Tibiofemoral knee OA comprises medial and lateral tibiofemoral OA; however, only medial OA was analyzed in the present study. The main reason for this limitation was that the anatomy, kinematics, and loading during movement differ considerably between the medial and lateral knee compartments of the knee39. Therefore, we were concerned that the analysis would be too complicated if we included both compartments. Furthermore, medial OA occurs more commonly than lateral OA39, and medial OA is more likely to result in surgery40. The medial compartment is also the focus of disease-modifying osteoarthritis disease (DMOAD) clinical trials. For these reasons, lateral OA was excluded from the present study, and therefore, the findings of this study cannot be generalized to patients with lateral tibiofemoral knee OA.

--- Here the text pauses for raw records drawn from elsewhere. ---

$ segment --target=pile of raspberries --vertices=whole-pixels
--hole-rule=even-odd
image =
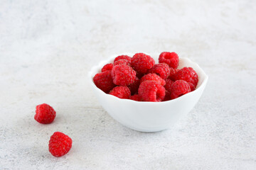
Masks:
[[[119,55],[105,64],[93,81],[96,86],[119,98],[137,101],[166,101],[194,91],[198,76],[191,67],[178,69],[178,56],[163,52],[159,64],[144,53]]]

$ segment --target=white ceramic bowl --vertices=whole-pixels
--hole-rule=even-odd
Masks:
[[[127,54],[133,56],[132,54]],[[120,99],[107,94],[98,89],[93,82],[93,76],[100,72],[107,63],[113,62],[112,56],[108,60],[100,62],[89,73],[90,83],[95,96],[102,107],[117,121],[131,129],[141,132],[156,132],[171,127],[177,120],[186,115],[196,104],[206,87],[208,76],[195,62],[188,58],[180,57],[178,69],[191,67],[198,74],[198,84],[195,91],[176,99],[164,102],[139,102]],[[151,55],[158,61],[159,55]]]

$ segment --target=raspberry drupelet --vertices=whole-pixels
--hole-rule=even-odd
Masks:
[[[149,73],[155,73],[165,80],[170,75],[170,67],[165,63],[156,64],[149,70]]]
[[[135,54],[131,60],[132,67],[138,74],[146,74],[155,64],[154,59],[144,53]]]
[[[144,76],[142,77],[140,79],[140,83],[142,84],[144,81],[147,80],[154,80],[156,81],[157,83],[160,84],[162,86],[164,86],[166,84],[166,81],[161,78],[159,75],[156,75],[156,74],[153,73],[149,73]]]
[[[129,98],[131,91],[127,86],[116,86],[110,91],[110,94],[119,98]]]
[[[113,68],[113,64],[112,63],[107,64],[105,66],[103,66],[103,67],[102,68],[102,72],[104,72],[107,70],[111,71],[112,68]]]
[[[112,70],[111,76],[114,84],[127,86],[135,81],[136,72],[127,65],[116,65]]]
[[[139,95],[143,101],[161,101],[165,91],[164,87],[155,81],[144,81],[139,87]]]
[[[174,80],[184,80],[187,81],[191,89],[194,90],[198,82],[198,76],[191,67],[183,67],[178,70],[174,76]]]
[[[107,94],[115,86],[110,70],[96,74],[93,77],[93,81],[97,88]]]
[[[49,141],[49,152],[56,157],[67,154],[72,147],[72,140],[63,132],[55,132]]]
[[[38,123],[49,124],[53,122],[55,117],[56,112],[50,106],[46,103],[36,106],[34,118]]]
[[[178,65],[178,56],[174,52],[163,52],[159,58],[159,63],[166,63],[170,67],[176,69]]]

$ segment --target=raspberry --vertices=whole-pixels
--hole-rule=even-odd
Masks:
[[[129,89],[130,89],[131,94],[132,95],[138,93],[138,89],[139,86],[139,84],[140,84],[139,79],[138,77],[136,76],[134,81],[132,84],[130,84],[129,85],[127,86],[129,87]]]
[[[127,60],[124,60],[124,59],[119,60],[114,63],[114,66],[122,65],[122,64],[132,67],[131,61],[128,61]]]
[[[56,116],[56,112],[49,105],[43,103],[36,107],[34,118],[36,121],[43,124],[48,124],[53,122]]]
[[[132,66],[138,72],[146,74],[155,64],[154,59],[144,53],[137,53],[132,57]]]
[[[171,88],[171,98],[174,99],[191,91],[189,84],[184,80],[176,81]]]
[[[129,98],[131,91],[127,86],[116,86],[110,91],[110,94],[120,98]]]
[[[196,87],[195,86],[192,84],[192,83],[188,83],[189,84],[189,86],[191,88],[191,91],[193,91],[194,90],[196,90]]]
[[[166,96],[164,96],[164,98],[162,101],[170,101],[170,100],[171,100],[171,93],[169,92],[168,91],[166,91]]]
[[[116,61],[118,61],[119,60],[127,60],[129,62],[131,62],[131,57],[129,57],[128,55],[119,55],[119,56],[117,56],[117,57],[115,57],[115,59],[114,60],[114,63],[116,62]]]
[[[49,151],[56,157],[67,154],[72,147],[72,140],[63,132],[55,132],[49,141]]]
[[[127,86],[132,84],[136,77],[136,72],[127,65],[114,66],[111,76],[114,84],[120,86]]]
[[[139,96],[139,94],[134,94],[134,96],[130,96],[129,99],[137,101],[141,101],[141,98]]]
[[[170,75],[170,67],[165,63],[156,64],[149,70],[149,73],[155,73],[163,79],[166,79]]]
[[[170,75],[168,77],[168,79],[170,79],[171,80],[174,80],[174,75],[179,70],[179,69],[174,69],[172,67],[169,67],[170,68]]]
[[[107,64],[105,66],[103,66],[103,67],[102,68],[102,72],[104,72],[107,70],[112,70],[112,68],[113,68],[113,64],[112,63]]]
[[[190,84],[192,89],[196,87],[198,82],[198,76],[191,67],[183,67],[178,70],[174,76],[174,80],[184,80]],[[192,86],[193,85],[193,86]]]
[[[166,81],[166,84],[164,86],[164,88],[166,89],[166,91],[168,91],[169,92],[171,92],[171,88],[172,84],[174,83],[174,81],[171,80],[171,79],[167,79]]]
[[[166,63],[170,67],[176,69],[178,65],[178,56],[174,52],[163,52],[159,58],[159,63]]]
[[[110,70],[96,74],[93,77],[93,81],[96,86],[107,94],[115,86],[111,76]]]
[[[144,81],[139,87],[139,95],[144,101],[161,101],[165,91],[164,87],[155,81]]]
[[[140,83],[142,83],[144,81],[147,80],[153,80],[156,81],[157,83],[160,84],[162,86],[164,86],[166,84],[166,81],[161,78],[159,76],[156,75],[156,74],[153,73],[149,73],[148,74],[144,75],[140,79]]]

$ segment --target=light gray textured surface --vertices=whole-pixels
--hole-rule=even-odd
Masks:
[[[11,1],[0,5],[0,169],[256,169],[255,1]],[[90,68],[123,52],[175,51],[209,75],[173,128],[127,129],[100,106]],[[53,106],[50,125],[35,107]],[[51,156],[55,131],[73,140]]]

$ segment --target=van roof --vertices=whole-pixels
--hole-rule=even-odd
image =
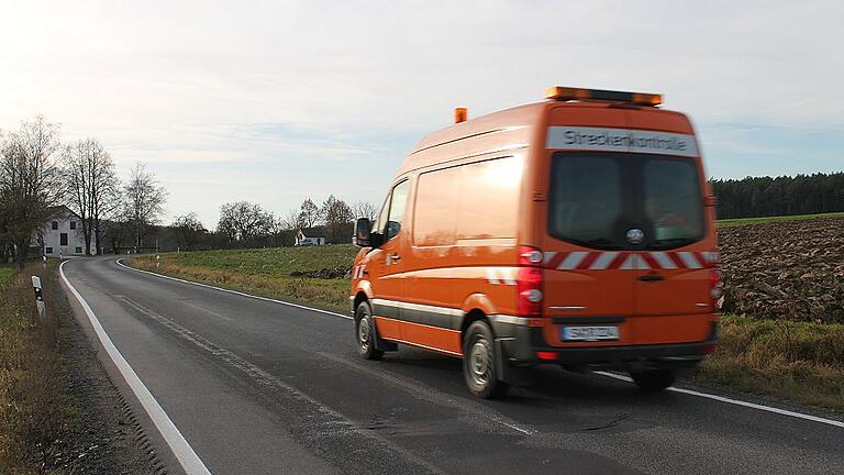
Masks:
[[[528,146],[534,136],[535,128],[544,124],[547,111],[554,108],[606,109],[611,106],[617,106],[617,103],[544,100],[479,115],[425,135],[404,159],[397,176],[440,163],[444,158],[443,155],[468,156],[500,151],[507,146]],[[662,108],[640,108],[636,106],[631,108],[659,114],[680,115],[684,118],[684,122],[687,122],[685,114],[680,112]],[[444,148],[449,148],[449,151],[446,152]]]

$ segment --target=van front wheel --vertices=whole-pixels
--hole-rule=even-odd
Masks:
[[[632,372],[630,376],[640,389],[647,391],[659,391],[674,384],[674,372],[670,369]]]
[[[466,330],[463,375],[469,391],[479,398],[495,398],[507,393],[507,384],[498,379],[492,329],[485,321],[476,321]]]
[[[375,347],[375,322],[368,302],[360,302],[355,310],[355,341],[357,354],[366,360],[378,360],[384,352]]]

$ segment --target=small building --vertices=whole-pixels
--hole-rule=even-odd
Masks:
[[[46,256],[85,255],[81,219],[66,206],[55,207],[47,223],[38,231],[37,242]]]
[[[325,245],[325,229],[324,228],[306,228],[300,229],[296,233],[296,241],[293,245]]]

Our study has several other limitations. First, the KL grade was determined using an automated grading system to improve repeatability. However, this would not necessarily be consistent with expert consensus. Second, because we used an automated MRI analysis system that cannot yet measure MME, we had to measure the MME manually. The inter-rater repeatability of each measurement is reliable9, but the potential for measurement errors cannot be ignored. Third, among the 469 subjects included in this study, only 3 were graded as KL grade 4. We included the results for KL grade 4, but we excluded this grade from the discussion. Fourth, the subjects analyzed in this study are not representative of the general population; therefore, the results of the study must be interpreted with caution before they can be generalized.

We propose three future studies. First, our evaluation of MME used only a single slice from the MRI coronal sequence; therefore, we may not have captured the entire MME pathology. MME can potentially move maximally in the anterior, anteromedial, and posteromedial directions; hence, the next step should be to perform a more detailed analysis by assessing the direction of MME in two dimensions. Second, because the current study focused on individuals with no history of knee symptoms, KL grades 0–2 accounted for 97% of the cohort. In the next study, we will focus on groups with a high percentage of KL grades 3–4. Third, this analysis used cross-sectional data from the Kanagawa Knee Study, although this study also has longitudinal data collected at one-year intervals. The next step would be to use this longitudinal data set to further analyze the relationship between KL grades and cartilage thickness loss/ MME progression.

Conclusion

MME was unchanged in KL grade 1 and KL grade 0, whereas it increased slightly in KL grade 2 and increased moderately in KL grade 3. Cartilage thickness first decreased in the medial tibial region in KL grade 2 subjects and in the medial femoral region in KL grade 3. Cartilage thinning occurred in the anterior central medial femoral subregion and in the anterior and middle external medial tibial subregions in KL grade 1, whereas it diffusely expanded in early and moderate knee OA. The findings of this study provide novel insights into the early stages of knee OA and its disease progression and potentially have implications for the development of early intervention strategies and for the diagnosis and management of knee OA.